Working Part-Time = More Student Success – Coyote Student News at College of Southern Nevada


By Kyla Sawyer

Some College of Southern Nevada students work and go to school at the same time. Research shows that part-time work increases academic success.

According to the National Center for Education Statistics in a study called “College Student Employment”, in 2020 it showed that 74% of part-time students were working compared to 40% of full-time students. This can positively or negatively affect students’ academic performance.

CSN academic adviser Andrew Gaden said he doesn’t find that working students don’t lack academic performance; instead, it’s usually the opposite. “Students who need to work for many different reasons, including paying for their education, tend to be very academically strong because they don’t want to waste money.”

The U.S. Bureau of Labor Statistics noted in its April 2022 report that among associate degree holders between the ages of 20 and 29, nearly 77% were employed while in school.

According to McPherson College, in its article “Full-Time Students Work Part-Time, Earn Better Grades, and Graduate with Less Debt, students who work part-time have better grades than those who don’t. do not. “This evidence holds true for the 270 McPherson College students in our Student Debt Project who work an average of 15 hours per week and have a 3.3 GPA compared to the 3.1 GPA of the rest of our student body.”
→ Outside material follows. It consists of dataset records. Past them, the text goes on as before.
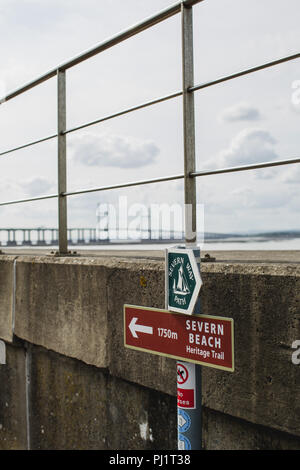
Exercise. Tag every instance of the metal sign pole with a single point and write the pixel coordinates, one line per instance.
(189, 383)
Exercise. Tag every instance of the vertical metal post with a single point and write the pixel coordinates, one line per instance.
(189, 420)
(62, 163)
(188, 125)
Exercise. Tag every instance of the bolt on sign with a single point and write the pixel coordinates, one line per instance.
(199, 339)
(183, 280)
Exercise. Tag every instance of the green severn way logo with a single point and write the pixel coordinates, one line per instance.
(184, 280)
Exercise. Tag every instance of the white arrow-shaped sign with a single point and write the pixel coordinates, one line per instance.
(141, 328)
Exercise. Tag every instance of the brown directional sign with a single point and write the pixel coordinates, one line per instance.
(201, 339)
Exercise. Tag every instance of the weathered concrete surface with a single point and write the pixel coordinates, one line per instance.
(68, 402)
(232, 256)
(6, 296)
(76, 406)
(13, 430)
(74, 306)
(223, 432)
(61, 304)
(265, 304)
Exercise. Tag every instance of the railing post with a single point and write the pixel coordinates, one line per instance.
(188, 125)
(190, 435)
(62, 165)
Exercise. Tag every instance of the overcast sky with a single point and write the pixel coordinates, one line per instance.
(251, 119)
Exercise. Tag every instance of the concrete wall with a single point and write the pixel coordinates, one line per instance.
(69, 383)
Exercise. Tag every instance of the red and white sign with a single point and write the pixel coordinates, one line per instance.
(199, 339)
(186, 386)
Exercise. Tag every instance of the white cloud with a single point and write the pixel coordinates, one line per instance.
(291, 174)
(240, 112)
(249, 146)
(113, 151)
(37, 186)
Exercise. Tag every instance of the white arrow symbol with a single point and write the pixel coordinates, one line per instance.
(142, 328)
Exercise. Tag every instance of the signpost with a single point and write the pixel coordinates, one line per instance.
(183, 280)
(199, 339)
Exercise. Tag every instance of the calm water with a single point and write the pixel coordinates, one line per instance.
(229, 244)
(250, 244)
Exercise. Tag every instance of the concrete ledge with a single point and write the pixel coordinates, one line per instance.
(61, 304)
(74, 306)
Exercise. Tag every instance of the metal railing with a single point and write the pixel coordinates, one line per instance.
(190, 173)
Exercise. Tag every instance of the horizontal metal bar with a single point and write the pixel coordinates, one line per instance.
(122, 36)
(254, 166)
(124, 185)
(160, 180)
(20, 201)
(244, 72)
(125, 111)
(44, 139)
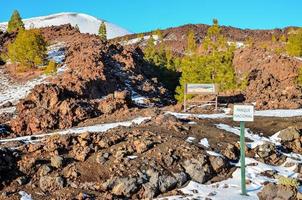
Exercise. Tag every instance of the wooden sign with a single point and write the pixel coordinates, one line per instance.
(193, 88)
(243, 113)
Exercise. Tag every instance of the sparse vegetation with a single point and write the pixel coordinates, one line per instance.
(294, 43)
(299, 78)
(163, 61)
(103, 32)
(15, 23)
(77, 27)
(288, 181)
(214, 65)
(249, 41)
(28, 50)
(51, 67)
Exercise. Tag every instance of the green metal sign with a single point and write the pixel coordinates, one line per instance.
(243, 113)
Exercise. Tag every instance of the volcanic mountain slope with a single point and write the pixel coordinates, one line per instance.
(271, 76)
(176, 37)
(101, 79)
(86, 23)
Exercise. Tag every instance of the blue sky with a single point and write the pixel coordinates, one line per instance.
(145, 15)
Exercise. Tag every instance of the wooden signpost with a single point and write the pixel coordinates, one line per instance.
(202, 89)
(243, 113)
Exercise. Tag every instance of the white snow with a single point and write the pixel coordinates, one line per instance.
(225, 114)
(25, 196)
(86, 23)
(279, 113)
(190, 139)
(132, 157)
(56, 52)
(78, 130)
(204, 142)
(231, 188)
(140, 39)
(213, 153)
(201, 116)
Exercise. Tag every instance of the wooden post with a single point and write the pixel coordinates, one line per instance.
(216, 102)
(185, 98)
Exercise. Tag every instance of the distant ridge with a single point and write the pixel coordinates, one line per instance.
(86, 23)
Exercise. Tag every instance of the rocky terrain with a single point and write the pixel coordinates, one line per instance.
(144, 161)
(271, 76)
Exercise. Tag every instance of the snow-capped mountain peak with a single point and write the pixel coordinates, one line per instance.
(86, 23)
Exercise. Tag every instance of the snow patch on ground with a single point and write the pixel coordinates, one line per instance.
(190, 139)
(225, 114)
(204, 142)
(200, 116)
(77, 130)
(279, 113)
(25, 196)
(86, 23)
(231, 188)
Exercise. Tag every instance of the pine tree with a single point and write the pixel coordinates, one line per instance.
(15, 23)
(191, 43)
(159, 34)
(274, 39)
(283, 38)
(213, 66)
(28, 50)
(294, 43)
(103, 32)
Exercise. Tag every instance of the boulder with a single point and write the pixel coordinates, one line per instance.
(48, 183)
(276, 191)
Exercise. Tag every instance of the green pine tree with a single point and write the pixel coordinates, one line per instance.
(159, 35)
(28, 50)
(294, 43)
(77, 27)
(15, 23)
(191, 43)
(213, 66)
(103, 32)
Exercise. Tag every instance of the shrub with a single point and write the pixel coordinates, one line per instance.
(15, 23)
(294, 43)
(51, 67)
(103, 31)
(299, 78)
(28, 50)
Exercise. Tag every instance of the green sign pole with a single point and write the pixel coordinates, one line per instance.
(242, 158)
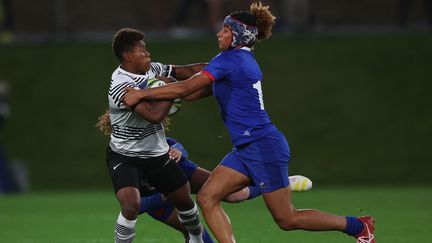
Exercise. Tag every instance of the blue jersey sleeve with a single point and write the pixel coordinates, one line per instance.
(218, 67)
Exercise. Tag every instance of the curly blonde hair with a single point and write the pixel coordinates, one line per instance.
(104, 123)
(265, 20)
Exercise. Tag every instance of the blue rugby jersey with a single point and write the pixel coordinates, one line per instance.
(237, 82)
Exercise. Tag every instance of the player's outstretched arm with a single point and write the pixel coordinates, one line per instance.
(183, 72)
(170, 91)
(153, 112)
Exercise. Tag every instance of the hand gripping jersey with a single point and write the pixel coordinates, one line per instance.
(132, 135)
(237, 82)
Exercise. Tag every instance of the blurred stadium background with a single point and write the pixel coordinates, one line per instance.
(348, 82)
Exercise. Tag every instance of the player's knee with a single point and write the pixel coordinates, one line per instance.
(205, 199)
(287, 223)
(130, 208)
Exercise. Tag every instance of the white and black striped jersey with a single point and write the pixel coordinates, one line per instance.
(132, 135)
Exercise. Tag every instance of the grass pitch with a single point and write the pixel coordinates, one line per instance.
(402, 215)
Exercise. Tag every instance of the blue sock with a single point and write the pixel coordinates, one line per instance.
(354, 226)
(150, 202)
(255, 191)
(206, 237)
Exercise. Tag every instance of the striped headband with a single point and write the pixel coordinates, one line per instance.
(243, 34)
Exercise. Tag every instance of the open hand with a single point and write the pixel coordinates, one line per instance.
(175, 154)
(131, 98)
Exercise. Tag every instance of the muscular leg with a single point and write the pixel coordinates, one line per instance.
(188, 212)
(222, 181)
(288, 218)
(129, 198)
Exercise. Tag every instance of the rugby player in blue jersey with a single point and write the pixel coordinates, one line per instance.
(261, 152)
(155, 204)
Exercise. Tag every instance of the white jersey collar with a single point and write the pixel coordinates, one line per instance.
(132, 74)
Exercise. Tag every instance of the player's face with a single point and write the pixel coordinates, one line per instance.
(224, 38)
(140, 57)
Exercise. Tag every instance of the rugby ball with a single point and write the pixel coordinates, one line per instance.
(176, 106)
(299, 183)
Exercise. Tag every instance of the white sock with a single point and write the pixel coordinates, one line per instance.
(190, 220)
(124, 230)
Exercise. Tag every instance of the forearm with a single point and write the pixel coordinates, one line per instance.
(175, 90)
(204, 92)
(153, 112)
(183, 72)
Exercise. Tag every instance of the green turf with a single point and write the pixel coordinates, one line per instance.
(402, 215)
(340, 100)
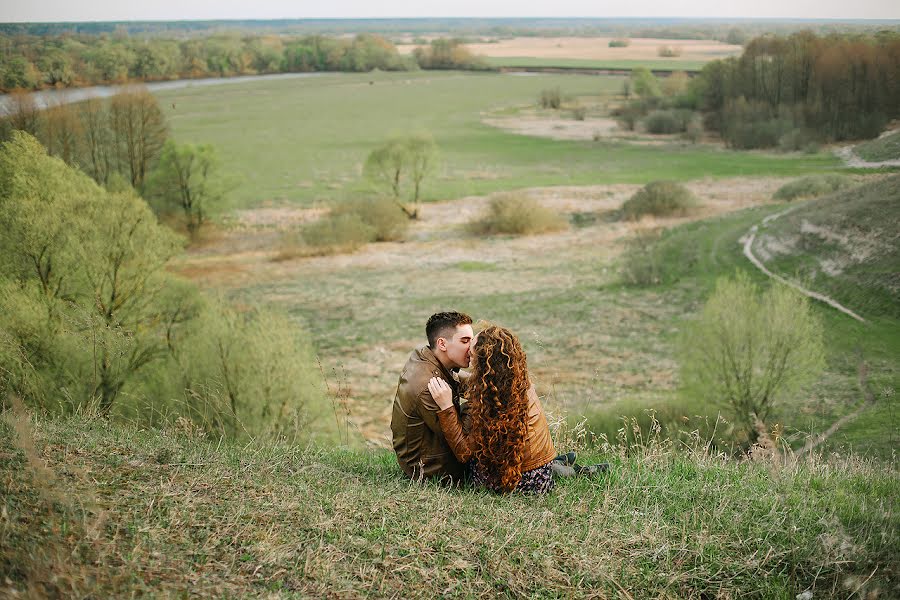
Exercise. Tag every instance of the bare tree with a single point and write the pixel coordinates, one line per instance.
(139, 129)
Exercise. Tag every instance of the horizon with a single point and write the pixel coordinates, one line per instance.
(58, 11)
(671, 18)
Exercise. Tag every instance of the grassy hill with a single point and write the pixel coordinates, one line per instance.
(845, 245)
(883, 148)
(690, 258)
(91, 509)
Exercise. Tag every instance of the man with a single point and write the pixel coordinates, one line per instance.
(419, 441)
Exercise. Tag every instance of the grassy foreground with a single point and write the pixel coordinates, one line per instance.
(95, 510)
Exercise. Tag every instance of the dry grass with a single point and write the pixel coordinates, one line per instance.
(598, 48)
(187, 516)
(586, 344)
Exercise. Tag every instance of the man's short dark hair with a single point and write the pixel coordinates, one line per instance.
(439, 324)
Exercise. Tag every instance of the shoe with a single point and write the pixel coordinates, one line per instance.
(567, 459)
(590, 470)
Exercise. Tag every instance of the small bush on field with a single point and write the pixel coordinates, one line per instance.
(797, 139)
(812, 186)
(338, 233)
(659, 198)
(382, 214)
(668, 51)
(516, 214)
(550, 98)
(642, 261)
(668, 121)
(748, 351)
(694, 131)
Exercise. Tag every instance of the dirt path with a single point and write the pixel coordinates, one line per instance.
(850, 159)
(748, 240)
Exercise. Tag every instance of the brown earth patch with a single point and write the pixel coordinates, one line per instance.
(372, 285)
(597, 48)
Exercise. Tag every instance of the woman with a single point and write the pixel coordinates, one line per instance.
(505, 437)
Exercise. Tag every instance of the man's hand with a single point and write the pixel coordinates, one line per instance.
(441, 392)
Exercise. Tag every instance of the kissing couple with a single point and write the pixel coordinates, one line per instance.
(486, 426)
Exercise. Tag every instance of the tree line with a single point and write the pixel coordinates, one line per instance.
(791, 92)
(93, 321)
(806, 86)
(35, 62)
(122, 143)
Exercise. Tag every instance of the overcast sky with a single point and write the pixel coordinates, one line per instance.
(119, 10)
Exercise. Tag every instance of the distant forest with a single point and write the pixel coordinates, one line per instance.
(730, 30)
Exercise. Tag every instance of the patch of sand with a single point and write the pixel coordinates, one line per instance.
(597, 48)
(436, 244)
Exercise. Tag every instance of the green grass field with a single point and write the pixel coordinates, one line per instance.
(674, 64)
(97, 510)
(695, 255)
(303, 141)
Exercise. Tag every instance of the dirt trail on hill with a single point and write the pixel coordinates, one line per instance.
(243, 259)
(748, 240)
(850, 159)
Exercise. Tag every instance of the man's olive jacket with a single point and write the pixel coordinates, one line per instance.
(419, 441)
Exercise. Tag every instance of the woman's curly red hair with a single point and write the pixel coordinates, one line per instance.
(498, 400)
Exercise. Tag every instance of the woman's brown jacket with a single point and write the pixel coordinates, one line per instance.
(538, 445)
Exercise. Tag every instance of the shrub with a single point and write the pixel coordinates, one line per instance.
(747, 351)
(798, 139)
(516, 214)
(642, 261)
(812, 186)
(550, 98)
(694, 131)
(382, 214)
(668, 51)
(675, 84)
(659, 198)
(668, 121)
(338, 233)
(644, 83)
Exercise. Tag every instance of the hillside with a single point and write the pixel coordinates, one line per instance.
(845, 245)
(90, 509)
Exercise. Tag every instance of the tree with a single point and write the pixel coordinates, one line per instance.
(22, 111)
(749, 352)
(422, 154)
(139, 130)
(414, 157)
(97, 151)
(62, 131)
(645, 84)
(185, 179)
(93, 261)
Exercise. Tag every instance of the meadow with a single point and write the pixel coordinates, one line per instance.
(304, 141)
(597, 348)
(95, 507)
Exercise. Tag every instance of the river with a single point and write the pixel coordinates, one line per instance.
(45, 98)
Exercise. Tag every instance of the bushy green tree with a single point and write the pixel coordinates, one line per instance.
(93, 261)
(644, 83)
(401, 163)
(748, 352)
(186, 179)
(90, 319)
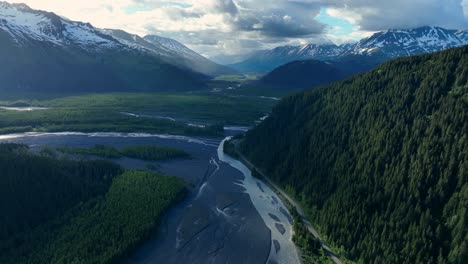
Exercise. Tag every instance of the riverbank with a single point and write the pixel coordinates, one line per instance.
(289, 200)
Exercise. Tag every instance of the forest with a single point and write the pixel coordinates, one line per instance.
(64, 211)
(379, 160)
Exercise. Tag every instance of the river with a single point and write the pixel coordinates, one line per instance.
(228, 217)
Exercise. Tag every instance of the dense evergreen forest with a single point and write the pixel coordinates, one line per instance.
(35, 189)
(63, 211)
(380, 160)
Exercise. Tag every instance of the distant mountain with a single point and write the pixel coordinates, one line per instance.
(302, 75)
(382, 46)
(385, 153)
(267, 60)
(305, 74)
(170, 51)
(395, 43)
(42, 51)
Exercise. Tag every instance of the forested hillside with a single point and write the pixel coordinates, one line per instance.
(65, 211)
(380, 160)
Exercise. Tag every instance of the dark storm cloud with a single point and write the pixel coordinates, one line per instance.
(381, 15)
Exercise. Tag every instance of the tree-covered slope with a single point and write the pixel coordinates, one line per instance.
(302, 75)
(380, 160)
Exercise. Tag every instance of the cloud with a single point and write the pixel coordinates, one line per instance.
(231, 27)
(381, 15)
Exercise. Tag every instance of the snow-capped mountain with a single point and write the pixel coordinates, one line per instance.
(382, 46)
(267, 60)
(170, 51)
(188, 57)
(42, 51)
(23, 24)
(397, 43)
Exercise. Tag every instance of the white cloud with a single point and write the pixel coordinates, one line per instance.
(239, 26)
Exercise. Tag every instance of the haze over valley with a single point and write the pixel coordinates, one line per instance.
(238, 131)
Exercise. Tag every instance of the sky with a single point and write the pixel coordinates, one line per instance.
(227, 29)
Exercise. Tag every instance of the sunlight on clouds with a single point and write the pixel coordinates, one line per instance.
(240, 26)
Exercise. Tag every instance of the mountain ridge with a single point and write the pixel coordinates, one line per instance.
(379, 159)
(46, 52)
(384, 44)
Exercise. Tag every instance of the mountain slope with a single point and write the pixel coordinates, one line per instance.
(382, 46)
(44, 52)
(395, 43)
(380, 159)
(170, 51)
(302, 75)
(305, 74)
(267, 60)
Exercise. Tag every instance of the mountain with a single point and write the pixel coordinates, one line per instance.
(42, 51)
(383, 46)
(170, 51)
(305, 74)
(267, 60)
(379, 160)
(395, 43)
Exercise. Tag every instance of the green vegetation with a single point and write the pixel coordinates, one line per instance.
(105, 113)
(310, 247)
(153, 152)
(36, 189)
(380, 160)
(149, 153)
(59, 211)
(81, 120)
(199, 107)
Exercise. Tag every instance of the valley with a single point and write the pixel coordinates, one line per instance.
(330, 133)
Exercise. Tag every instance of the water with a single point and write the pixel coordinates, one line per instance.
(229, 216)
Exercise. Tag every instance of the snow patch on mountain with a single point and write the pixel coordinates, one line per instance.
(23, 23)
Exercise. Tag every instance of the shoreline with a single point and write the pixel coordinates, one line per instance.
(271, 209)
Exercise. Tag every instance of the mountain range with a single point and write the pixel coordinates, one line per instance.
(379, 159)
(382, 46)
(43, 51)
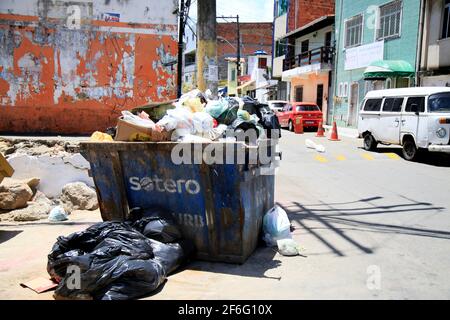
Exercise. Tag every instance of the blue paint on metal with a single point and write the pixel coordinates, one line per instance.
(219, 206)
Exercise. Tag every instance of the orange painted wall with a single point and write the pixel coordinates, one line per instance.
(59, 81)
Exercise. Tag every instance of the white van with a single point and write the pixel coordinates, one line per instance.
(415, 118)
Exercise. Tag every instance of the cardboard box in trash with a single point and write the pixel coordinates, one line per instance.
(5, 168)
(127, 131)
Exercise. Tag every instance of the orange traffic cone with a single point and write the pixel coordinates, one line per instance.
(320, 130)
(298, 125)
(334, 135)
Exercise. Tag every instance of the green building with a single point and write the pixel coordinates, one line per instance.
(377, 43)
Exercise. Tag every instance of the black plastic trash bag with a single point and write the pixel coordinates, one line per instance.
(156, 224)
(115, 261)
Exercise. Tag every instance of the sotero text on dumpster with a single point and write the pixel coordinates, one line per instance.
(169, 185)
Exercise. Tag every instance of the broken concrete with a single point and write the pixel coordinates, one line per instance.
(78, 196)
(33, 212)
(55, 169)
(14, 194)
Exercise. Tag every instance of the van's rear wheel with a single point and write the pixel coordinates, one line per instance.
(409, 150)
(370, 144)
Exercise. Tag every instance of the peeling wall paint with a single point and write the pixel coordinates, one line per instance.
(70, 168)
(54, 79)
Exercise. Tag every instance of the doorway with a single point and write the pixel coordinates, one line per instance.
(299, 94)
(319, 97)
(353, 104)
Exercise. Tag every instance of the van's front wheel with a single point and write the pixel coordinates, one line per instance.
(370, 144)
(409, 150)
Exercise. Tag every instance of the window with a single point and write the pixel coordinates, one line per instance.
(281, 47)
(319, 98)
(393, 105)
(446, 20)
(328, 39)
(262, 63)
(439, 102)
(307, 108)
(299, 94)
(373, 105)
(281, 7)
(415, 104)
(388, 83)
(305, 46)
(353, 31)
(390, 20)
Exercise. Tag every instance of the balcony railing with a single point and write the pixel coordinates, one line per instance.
(319, 55)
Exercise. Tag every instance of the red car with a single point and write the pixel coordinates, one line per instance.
(310, 113)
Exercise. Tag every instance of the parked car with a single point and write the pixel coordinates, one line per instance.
(415, 118)
(310, 112)
(277, 105)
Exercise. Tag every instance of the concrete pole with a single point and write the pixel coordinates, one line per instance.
(207, 66)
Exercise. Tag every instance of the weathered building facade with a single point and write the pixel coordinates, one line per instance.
(291, 16)
(376, 48)
(254, 36)
(435, 47)
(70, 67)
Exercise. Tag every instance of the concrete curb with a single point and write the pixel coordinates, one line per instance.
(345, 132)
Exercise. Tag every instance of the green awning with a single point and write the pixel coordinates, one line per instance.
(389, 69)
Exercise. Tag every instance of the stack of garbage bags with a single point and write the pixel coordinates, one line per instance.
(197, 118)
(118, 260)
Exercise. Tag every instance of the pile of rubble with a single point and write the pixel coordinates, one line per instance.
(45, 178)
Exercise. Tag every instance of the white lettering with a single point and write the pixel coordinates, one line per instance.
(170, 186)
(196, 185)
(147, 184)
(160, 185)
(135, 185)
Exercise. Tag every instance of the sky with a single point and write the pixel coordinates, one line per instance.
(248, 10)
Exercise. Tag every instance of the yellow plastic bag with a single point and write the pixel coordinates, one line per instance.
(98, 136)
(194, 104)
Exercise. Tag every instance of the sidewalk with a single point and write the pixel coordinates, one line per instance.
(345, 132)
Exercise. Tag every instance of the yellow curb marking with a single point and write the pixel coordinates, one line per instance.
(321, 159)
(393, 156)
(367, 156)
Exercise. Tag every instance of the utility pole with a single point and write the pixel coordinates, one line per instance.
(207, 66)
(180, 49)
(238, 47)
(238, 63)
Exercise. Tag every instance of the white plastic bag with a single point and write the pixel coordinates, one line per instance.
(203, 122)
(178, 119)
(310, 144)
(276, 226)
(277, 232)
(131, 118)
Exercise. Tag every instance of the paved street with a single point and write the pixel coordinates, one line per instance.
(358, 216)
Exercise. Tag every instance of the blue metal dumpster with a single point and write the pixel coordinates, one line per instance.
(218, 206)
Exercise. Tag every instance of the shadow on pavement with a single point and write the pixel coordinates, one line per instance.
(8, 235)
(437, 159)
(256, 265)
(340, 219)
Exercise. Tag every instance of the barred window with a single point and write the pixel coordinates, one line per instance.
(353, 31)
(390, 20)
(446, 20)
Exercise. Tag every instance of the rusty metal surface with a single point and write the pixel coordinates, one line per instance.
(219, 206)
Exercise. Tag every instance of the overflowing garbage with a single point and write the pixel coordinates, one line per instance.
(195, 117)
(118, 260)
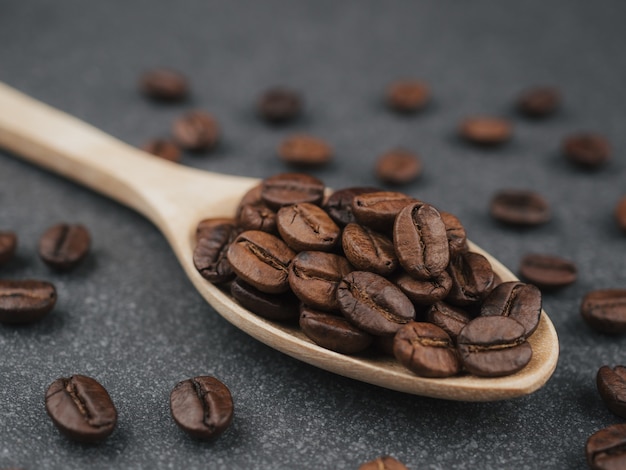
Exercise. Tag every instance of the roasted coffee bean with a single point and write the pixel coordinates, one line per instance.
(8, 246)
(516, 300)
(539, 102)
(426, 350)
(368, 250)
(420, 241)
(209, 256)
(407, 96)
(202, 407)
(81, 408)
(487, 131)
(472, 279)
(262, 260)
(424, 292)
(333, 332)
(339, 204)
(547, 271)
(519, 207)
(314, 277)
(305, 150)
(398, 167)
(449, 318)
(590, 151)
(291, 188)
(373, 303)
(64, 246)
(455, 232)
(196, 131)
(612, 388)
(604, 310)
(305, 226)
(279, 105)
(278, 307)
(606, 449)
(378, 210)
(164, 85)
(494, 346)
(25, 301)
(164, 149)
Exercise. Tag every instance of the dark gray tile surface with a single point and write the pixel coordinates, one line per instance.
(131, 319)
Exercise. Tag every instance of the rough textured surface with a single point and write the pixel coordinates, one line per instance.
(128, 316)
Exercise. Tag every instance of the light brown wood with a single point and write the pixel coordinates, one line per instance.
(175, 198)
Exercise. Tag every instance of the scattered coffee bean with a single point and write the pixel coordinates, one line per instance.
(547, 271)
(606, 449)
(604, 310)
(486, 131)
(25, 301)
(612, 388)
(279, 105)
(408, 96)
(590, 151)
(398, 167)
(81, 408)
(196, 131)
(202, 407)
(426, 350)
(63, 246)
(305, 150)
(519, 207)
(164, 85)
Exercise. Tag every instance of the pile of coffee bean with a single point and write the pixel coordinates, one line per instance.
(365, 267)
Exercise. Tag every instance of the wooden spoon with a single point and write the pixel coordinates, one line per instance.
(175, 198)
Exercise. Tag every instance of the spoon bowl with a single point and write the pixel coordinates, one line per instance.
(175, 198)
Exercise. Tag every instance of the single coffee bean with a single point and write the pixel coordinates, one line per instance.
(604, 310)
(314, 277)
(516, 300)
(291, 188)
(426, 350)
(164, 149)
(279, 105)
(202, 407)
(209, 256)
(278, 307)
(339, 204)
(196, 131)
(305, 226)
(305, 150)
(8, 246)
(373, 303)
(333, 332)
(378, 210)
(424, 292)
(547, 271)
(539, 102)
(81, 408)
(64, 246)
(407, 96)
(262, 260)
(25, 301)
(420, 241)
(472, 279)
(164, 85)
(398, 167)
(486, 131)
(606, 449)
(368, 250)
(590, 151)
(494, 346)
(612, 388)
(519, 207)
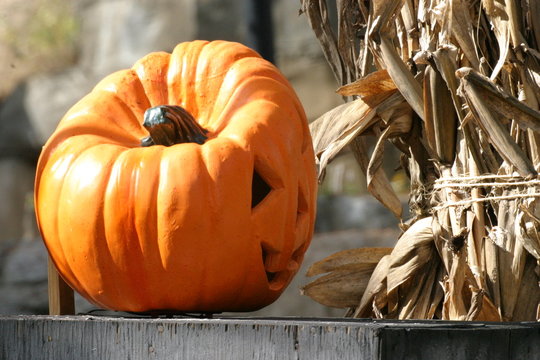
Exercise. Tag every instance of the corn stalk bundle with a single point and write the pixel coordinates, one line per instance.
(455, 86)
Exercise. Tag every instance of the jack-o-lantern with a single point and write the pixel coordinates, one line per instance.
(186, 183)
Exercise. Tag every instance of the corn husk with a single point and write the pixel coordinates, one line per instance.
(455, 86)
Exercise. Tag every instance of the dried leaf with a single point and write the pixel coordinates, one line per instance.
(343, 287)
(440, 118)
(477, 91)
(374, 296)
(372, 89)
(378, 184)
(402, 77)
(353, 256)
(317, 14)
(337, 128)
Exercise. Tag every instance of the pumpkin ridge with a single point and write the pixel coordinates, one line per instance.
(98, 219)
(131, 248)
(154, 77)
(180, 75)
(134, 124)
(71, 276)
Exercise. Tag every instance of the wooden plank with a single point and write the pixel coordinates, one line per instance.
(91, 337)
(61, 296)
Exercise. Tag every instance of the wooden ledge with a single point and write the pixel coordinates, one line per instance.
(95, 337)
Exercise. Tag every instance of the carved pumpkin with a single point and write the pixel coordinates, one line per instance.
(211, 212)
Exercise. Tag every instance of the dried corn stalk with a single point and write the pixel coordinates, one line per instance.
(455, 86)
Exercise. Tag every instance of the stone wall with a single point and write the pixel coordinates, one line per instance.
(111, 35)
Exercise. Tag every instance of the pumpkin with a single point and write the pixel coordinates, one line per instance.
(186, 183)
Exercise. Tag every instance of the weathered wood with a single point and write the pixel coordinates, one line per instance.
(61, 297)
(90, 337)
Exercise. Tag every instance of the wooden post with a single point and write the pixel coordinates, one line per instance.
(61, 298)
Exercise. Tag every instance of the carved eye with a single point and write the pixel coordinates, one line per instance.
(259, 189)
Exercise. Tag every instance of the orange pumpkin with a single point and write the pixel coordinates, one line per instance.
(218, 220)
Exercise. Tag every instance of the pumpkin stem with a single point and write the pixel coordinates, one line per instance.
(169, 125)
These studies show that students who work part-time are more efficient when it comes to scheduling, work output, and efficiency.

CSN student Michelle Maizel, who has 18 credits this semester – out of the normal 12 credits she would normally take – while working in a restaurant part-time, feared she would be overwhelmed and fail in her studies. To handle it all, she says she writes everything down in her planer. So far, things are going well. She thinks that busy schedule might affect her sleep schedule, but the lack of procrastination just because she has no time to procrastinate is good for her.

Hollie Thornton, a CSN student who works full time in a hospital, balances work and studies, but “I will add that my personal time is what I sacrifice for work and school. She added that if she wasn’t working to help pay for her studies and could go to school full time, she would be happy to finish early.

“It’s not a sprint; it’s a marathon,” Gaden said. “If it takes the student an extra semester or two to complete their degree and/or transfer, so be it.”